Lymphomatous involvement of the breast is an uncommon occurrence, with an estimated incidence of less than 0.5% of all breast malignancies. 1 Of all extranodal lymphomas, the breast is a site of disease in 0.22% of the patients. 2 Most of these patients have breast involvement caused by metastatic spread of a systemic lymphoma. However, a portion of the patient population have primary breast lymphoma (PBL), with no evidence of disease elsewhere. 3 The true incidence of PBL is unclear, because some authors include patients with locoregional lymph node disease, whereas other reports exclude such patients. 1,4,5 Lamevec and Jancar 5 in 1987 estimated that the number of published reports of PBL was approximately 250 cases.
We herein report a patient with PBL who, after a hiatus of 139 months, had a second PBL develop in the contralateral breast.
A 68-year-old white woman sought treatment in August 1986, with a palpable nodule in the right breast. Family history was negative for malignant disease.
Physical examination showed nothing abnormal except for mild kyphosis. There was no palpable lymphadenopathy. Routine laboratory studies were within normal limits. Spine radiographs showed minimal compression deformities of the eighth and ninth thoracic vertebrae.
An excisional biopsy of the breast mass was performed. The pathologic diagnosis was non-Hodgkin’s lymphoma, B-cell, diffuse large cells. The patient underwent staging procedures that included nuclide scans of bone, liver, and spleen, a total body gallium scan, computerized tomography of the thorax and abdomen, and a bone marrow examination. There was no evidence of disseminated disease.
The patient was referred for radiation therapy. She received 4,500 rad to the right breast and right supraclavicular area during 37 days. There followed a boost of 540 rad to the tumor bed.
Her clinical course in the ensuing 12 years included the onset of hypothyroidism, trauma-related fracture of a femur, and therapy for hypertension.

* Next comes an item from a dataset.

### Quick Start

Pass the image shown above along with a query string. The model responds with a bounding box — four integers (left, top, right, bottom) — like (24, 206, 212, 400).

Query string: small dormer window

In March 1999, on routine examination, a 3-cm mass was noted in the lateral aspect of the left breast. An excisional biopsy was performed. The pathologic diagnosis was non-Hodgkin’s lymphoma, B-cell, diffuse large cells. The neoplastic cells, marked with CD20 and common leukocytic antigen (CLA), showed no reactivity to CD3, kappa, and lambda light chains. Comparison of the two tumors was undertaken, and they were deemed to be morphologically identical.
Routine laboratory studies were within normal limits. Staging procedures, as before, were negative for disseminated disease. Chromosome analysis performed on the marrow specimen was normal.
The patient was again referred for radiation therapy. She received a total of 5,040 rad during 40 days. Restaging after 4 months disclosed no evidence of lymphoma.
Non-Hodgkin’s lymphoma may originate in, or spread to, any extranodal organ. As noted before, the breast is a rare site of metastatic disease. Even less frequent is the breast, the organ in which a non-Hodgkin’s lymphoma originates. In the report of Mambo et al., 1 only 14 of 44 patients listed as having breast lymphoma were designated as PBL. Lin et al. 6 noted PBL in 21 of 45 patients with hematopoietic breast neoplasms.
The histology of PBL is primarily B-cell, diffuse large cell, although other histologies, and rare cases of T-cell phenotype have been reported. 6,7 Usually unilateral at the time of diagnosis, bilateral breast involvement has been described. 1,4,6 Of some interest, the pathology of the latter subgroup may have a more varied histologic type. 8,9
Reports of development of lymphoma in the contralateral breast, after a prolonged hiatus, and without evidence of systemic disease, are few. 1,5,7 Our patient’s contralateral breast lymphoma occurred 139 months after the initial tumor diagnosis. We believe the prolonged interval between lymphomas is suggestive of a second PBL rather than a manifestation of systemic spread of the original tumor.
Because of the paucity of patients with PBL, the optimal treatment for this tumor is uncertain. Occasional patients have been cured by surgery, and both chemotherapy and radiation therapy have eradicated disease. 4,5,7 Equally uncertain is the prognosis of patients with PBL. The median survival in the report by Abbondanzo et al. 4 was 36 months, leading them to conclude that PBL had a poor prognosis. In the article of Cohen et al., 7 50% of the patients had recurrent disease at a median of 28.3 months, but only 25% had died of the disease at the time of their report. Thus, prolonged survival has been documented in a significant portion of patients with PBL.
The patient herein described had bilateral breast lymphoma with an interval of 139 months between tumor appearance. Extensive staging procedures confirmed that each was a PBL. Radiation therapy was the treatment modality. The patient remains disease free.